“May I see the map?”
Handing Jodi the map I looked out into the distance. A hint of color was beginning to hit the uppermost edges of scrubby blueberry leaves tucked in the crevices of a broken rock with its glowing greens and oranges registering the smallest of life. A few individuals could be seen on the peaks just beyond. We’d accomplished our goal, climbing our second 4,000-footer of the day, exceeding our timeline and the weather was as near perfect as we could request on any given moment in these temperamental mountains.
A few moments later Jodi returned and began her quickly practiced, well thought and confident statement of the situation. Shortly, followed by her proposal.
Showing me the map, she outlined the route we had climbed from the trailhead to our first peak. Then, the trail used to access our second peak. Next, she showed the trail we were intending to descend to the trailhead parking lot. Then, with nary a hesitation, she outlined the route we would need to take to a third 4,000-footer, discussed the elevation ascent and descent, revealed an alternative trail we could descend to reach a forest service road that we could walk for 1.7-miles to our parked vehicle at the trailhead. Jodi talked about the time of day, the timeframe needed to finish, the weather and concluded we could finish before dark and would add few additional miles (I don’t remember now but it wasn’t but a few) to our day.
“Can we do it?”
It was at this exact moment that I realized our summer of hiking together, our summer of sharing mountains and peaks, sickness and health (on one of our overnight hikes I got deathly ill and well, it was a long, long, long hike out), laughter and tears. She had lived at the base of these mountains all of her life, but this was her season of personal growth, triumph and self-value. It was now that I KNEW more women needed to delve into a landscape of fear, of heights, of challenge to which individual success, accomplishment and confidence would transect every component of their life.
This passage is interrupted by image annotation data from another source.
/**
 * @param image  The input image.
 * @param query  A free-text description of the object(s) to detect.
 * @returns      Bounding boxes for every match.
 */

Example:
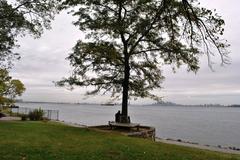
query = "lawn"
[0,121,240,160]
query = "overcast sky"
[11,0,240,104]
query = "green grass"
[0,121,240,160]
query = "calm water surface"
[18,103,240,148]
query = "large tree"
[0,69,26,105]
[59,0,228,123]
[0,0,58,68]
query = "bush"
[20,114,28,121]
[28,108,44,121]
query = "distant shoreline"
[16,101,240,108]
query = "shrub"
[20,114,28,121]
[28,108,44,121]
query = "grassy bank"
[0,121,240,160]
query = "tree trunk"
[120,54,130,123]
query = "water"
[18,103,240,148]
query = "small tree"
[0,0,58,68]
[0,69,26,105]
[58,0,228,123]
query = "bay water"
[17,103,240,148]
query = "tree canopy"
[58,0,229,120]
[0,0,58,68]
[0,69,26,105]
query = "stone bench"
[108,121,140,130]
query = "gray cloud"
[11,0,240,104]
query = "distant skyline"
[11,0,240,105]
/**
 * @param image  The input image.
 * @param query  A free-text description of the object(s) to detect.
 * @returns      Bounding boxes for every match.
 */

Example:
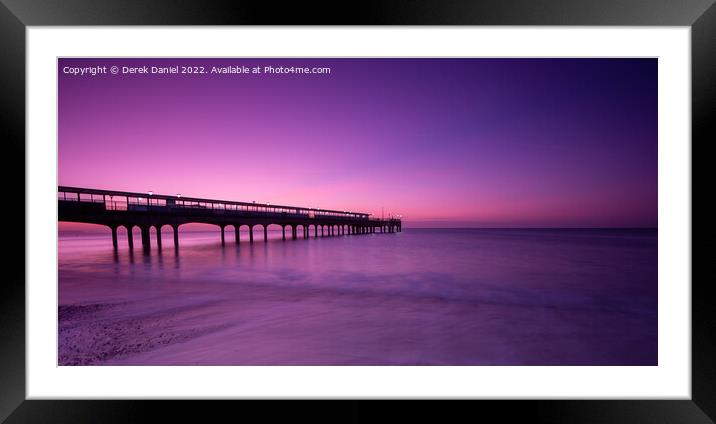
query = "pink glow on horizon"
[59,59,657,228]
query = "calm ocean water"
[59,229,657,365]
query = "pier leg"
[172,225,179,250]
[110,227,119,250]
[155,225,162,250]
[141,226,150,250]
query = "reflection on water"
[59,229,657,365]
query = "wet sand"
[59,274,650,365]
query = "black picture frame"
[0,0,704,424]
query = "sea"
[58,228,658,366]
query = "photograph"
[58,57,663,367]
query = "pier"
[57,186,402,250]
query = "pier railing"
[58,186,394,222]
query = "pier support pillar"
[172,225,179,250]
[110,227,119,250]
[154,225,162,250]
[140,226,150,250]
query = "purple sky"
[58,59,657,227]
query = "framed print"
[0,0,716,423]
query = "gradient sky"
[58,59,657,227]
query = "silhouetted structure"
[58,186,402,249]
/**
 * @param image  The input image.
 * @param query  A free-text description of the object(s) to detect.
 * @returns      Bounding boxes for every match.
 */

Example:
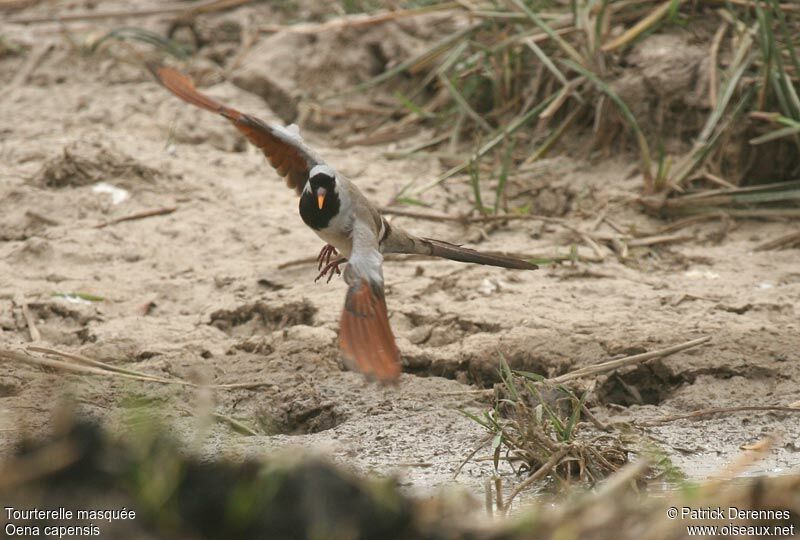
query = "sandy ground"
[0,0,800,508]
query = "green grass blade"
[492,140,517,215]
[510,0,585,64]
[562,60,654,190]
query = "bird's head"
[305,165,337,210]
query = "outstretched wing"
[339,220,400,382]
[148,64,325,195]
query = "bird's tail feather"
[416,238,539,270]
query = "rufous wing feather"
[147,63,317,195]
[339,279,400,382]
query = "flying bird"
[148,64,538,382]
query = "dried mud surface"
[0,3,800,508]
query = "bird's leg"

We reached the trailhead with plenty of time. Full of pleasure that comes only from beads of sweat, fresh mountain air, shared stories, mossy rocks, cool breezes and hiking boots.
Eating one of the likely hundreds of hot fudge brownie sundaes I’d ingested over the years hiking in these mountains, I allowed the story to unfold gradually to Boone. By the time the spoon (notice, the spoon, I don’t share dessert) rattled in the bottom of the oversized glass goblet a decision was made. We would open a company that specialized in getting women outside and by doing so we should share skills, knowledge and experience to promote a self-confidence.
It took a couple of years, thousands of dollars in gear and equipment, lengthy and bewildering permits, a move half-way across the country and hours upon hours of hiking trails to gain familiarity but our goal was reached in June 2010. Since then, we’ve shared this knowledge with so many women. All that, coming from one confident friend asking to read the map.